Now that in-person time is returning for many of us, it’s a good time to assess your work relationships and how they might help or hurt your career — and your emotional well-being. Dotan traced the types of friendships and their pitfalls:
Trust friends. Think of these as real-dear friends, both personally and professionally beneficial. “These start because coworkers trust each other professionally, and that leads to a very trusting relationship on a personal level,” Dotan says. Expect increased workplace happiness, satisfaction, performance, good citizenship and team commitment.
Instrumental friends. Social climbing, at work. “This is befriending someone who you think could advantage you,” Dotan says. “Thinking about friendships strategically is always kind of dangerous.” Does the “friend” courting you for your contacts really care about you? No. And these friends are also not building a true social community at work.
Sanity check friends. “Someone to go to for advice,” Dotan says. Like, ‘I think my boss is out of line. What do you think?’” These friendships are strong and cognitively-based, and can boost job satisfaction, as long as the vibe is upbeat.
Missing piece friends. The parent or son you never had. “These are people who form friendships that satisfy a missing role in their life,” Dotan says. This explains friendships between very old and young, which is unusual elsewhere. These relationships will keep you engaged at work and enmeshed in your team, and can be personally fulfilling, but beware that these friendships can sometimes trump the job, and decrease your overall commitment to the organization.
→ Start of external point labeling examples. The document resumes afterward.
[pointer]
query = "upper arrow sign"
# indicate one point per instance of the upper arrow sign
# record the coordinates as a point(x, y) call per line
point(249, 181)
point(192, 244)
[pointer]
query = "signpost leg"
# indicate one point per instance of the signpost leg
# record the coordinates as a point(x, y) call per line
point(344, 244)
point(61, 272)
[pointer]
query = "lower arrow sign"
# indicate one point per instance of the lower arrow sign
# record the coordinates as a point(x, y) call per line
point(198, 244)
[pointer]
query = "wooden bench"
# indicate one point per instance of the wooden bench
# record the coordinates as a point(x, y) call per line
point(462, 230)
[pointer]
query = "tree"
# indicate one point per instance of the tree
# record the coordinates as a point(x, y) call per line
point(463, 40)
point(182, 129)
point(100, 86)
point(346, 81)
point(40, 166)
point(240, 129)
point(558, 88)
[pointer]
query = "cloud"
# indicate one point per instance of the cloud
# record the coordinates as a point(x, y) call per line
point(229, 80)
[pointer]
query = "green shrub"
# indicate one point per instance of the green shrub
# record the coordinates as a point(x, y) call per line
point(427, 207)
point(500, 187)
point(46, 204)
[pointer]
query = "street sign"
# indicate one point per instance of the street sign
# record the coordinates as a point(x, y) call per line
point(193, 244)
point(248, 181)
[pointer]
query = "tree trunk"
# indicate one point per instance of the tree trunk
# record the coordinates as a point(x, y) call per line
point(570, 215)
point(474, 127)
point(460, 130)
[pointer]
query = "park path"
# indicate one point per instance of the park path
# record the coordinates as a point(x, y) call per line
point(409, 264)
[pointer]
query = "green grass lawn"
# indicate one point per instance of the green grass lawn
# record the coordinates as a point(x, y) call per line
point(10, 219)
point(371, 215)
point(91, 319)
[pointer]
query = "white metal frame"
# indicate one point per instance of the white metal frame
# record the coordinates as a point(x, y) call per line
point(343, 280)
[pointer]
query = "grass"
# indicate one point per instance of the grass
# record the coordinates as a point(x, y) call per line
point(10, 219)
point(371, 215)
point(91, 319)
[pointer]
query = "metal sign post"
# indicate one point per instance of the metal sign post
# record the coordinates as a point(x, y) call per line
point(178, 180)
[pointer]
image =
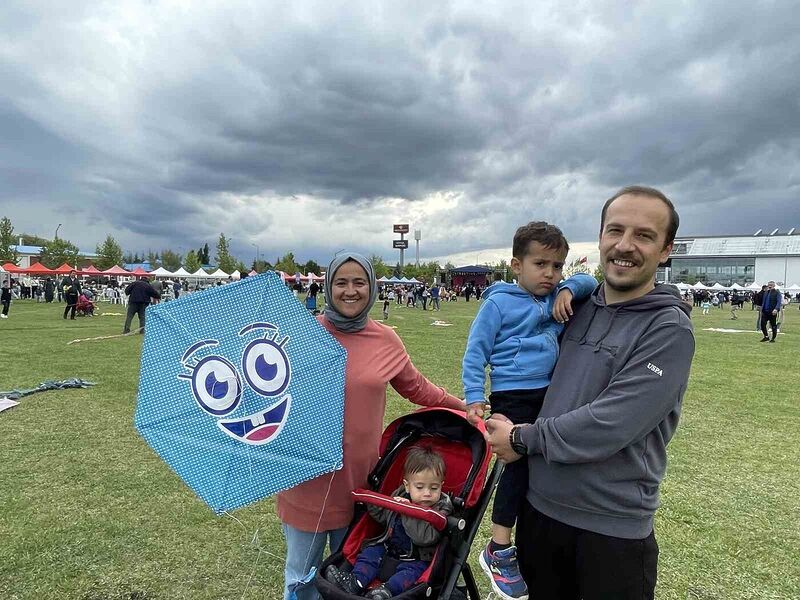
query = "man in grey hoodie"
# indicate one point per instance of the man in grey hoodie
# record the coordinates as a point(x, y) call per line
point(597, 452)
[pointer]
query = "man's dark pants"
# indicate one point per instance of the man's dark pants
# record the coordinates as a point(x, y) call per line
point(768, 317)
point(561, 562)
point(135, 308)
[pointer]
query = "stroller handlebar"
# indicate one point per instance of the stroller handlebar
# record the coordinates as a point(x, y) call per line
point(437, 520)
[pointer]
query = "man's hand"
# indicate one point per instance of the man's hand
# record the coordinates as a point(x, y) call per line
point(562, 307)
point(498, 428)
point(475, 412)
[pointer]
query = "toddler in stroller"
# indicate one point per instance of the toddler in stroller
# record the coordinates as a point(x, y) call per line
point(375, 557)
point(405, 539)
point(84, 307)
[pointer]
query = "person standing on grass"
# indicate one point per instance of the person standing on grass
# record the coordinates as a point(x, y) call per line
point(516, 333)
point(140, 293)
point(596, 454)
point(770, 307)
point(317, 512)
point(72, 290)
point(5, 298)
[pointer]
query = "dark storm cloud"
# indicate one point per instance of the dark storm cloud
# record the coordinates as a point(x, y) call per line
point(161, 123)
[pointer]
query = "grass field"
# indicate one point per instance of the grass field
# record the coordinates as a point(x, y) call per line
point(90, 512)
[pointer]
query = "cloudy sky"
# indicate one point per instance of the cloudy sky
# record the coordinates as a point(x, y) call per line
point(313, 126)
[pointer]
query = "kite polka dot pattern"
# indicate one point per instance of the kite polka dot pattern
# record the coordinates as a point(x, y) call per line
point(241, 391)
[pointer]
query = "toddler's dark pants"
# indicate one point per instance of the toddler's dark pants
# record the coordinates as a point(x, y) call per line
point(368, 565)
point(521, 406)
Proximity friends. You’re friends because you’re both there. These are the weakest relationships, based on happenstance rather than you, but as you’d expect, smiles from coworkers are better than nothing.
“I suggest that people really think about friendships carefully, and remember that not all are good for you,” Dotan says. “Outside work, we may go with our intuition, but at work, we need to be more aware of the effects of these friendships, and make sure that a friendship is good for you personally and professionally, because they can really impact your career.”
Take your cell number with you
Did you know that when you leave a job, you can take your work cell number with you? You can. HR people are accustomed to executives making the request. Negotiate it into your departure paperwork with the company. It’s legitimately part of your professional identity, and you can always port it to a service like Google Voice until you have a new work line set up.
How to ask about teammates’ private lives
If you don’t check in with teammates about their pandemic lives, they’re going to think you don’t care. But how do you do it without prying or running afoul of labor law? Longtime HR executive Daisy Dowling, author of “Workparent,” says you want to convey openness and interests. She suggests going with open-ended questions like:
—How are things going outside of work for you?
—We’ve got big goals for 2021. How do you think that’s going to fit into your life?
—How’s life been for you over the last couple months?
—I haven’t talked much about this, but the last six months of pandemic eldercare have been a doozy. How are things for you?
Talking about your own life opens the door for others to do so, Dowling says. Parents will invariably welcome the interest. “All parents are living a unique challenge,” she says. Don’t ask about specifics like “How are your elderly parents?” and definitely not “Are you planning to have another child?” Allow coworkers to express their whole selves, but on their own terms.
The secret to a high-flying life
For the last nine years, Rob Cross, a professor of global leadership at Babson College, has studied the lives of high performers who top the charts on measures of life satisfaction, resilience, thriving and psychological well-being. There’s a secret: Those who are blossoming (versus struggling) enjoy active hobbies and community lives.
“They’re engaged with at least two or three groups outside of work,” Cross says. “One tends to be around physical activity, and then others can be around spiritual things like church, intellectual pursuits, or things like art, music and poetry. And friend groups can be quite a hobby.” The danger years are the late 30s and 40s, when busy overachievers tend to drift away from their hobbies. Staying engaged, Cross says, also correlates with fewer health declines.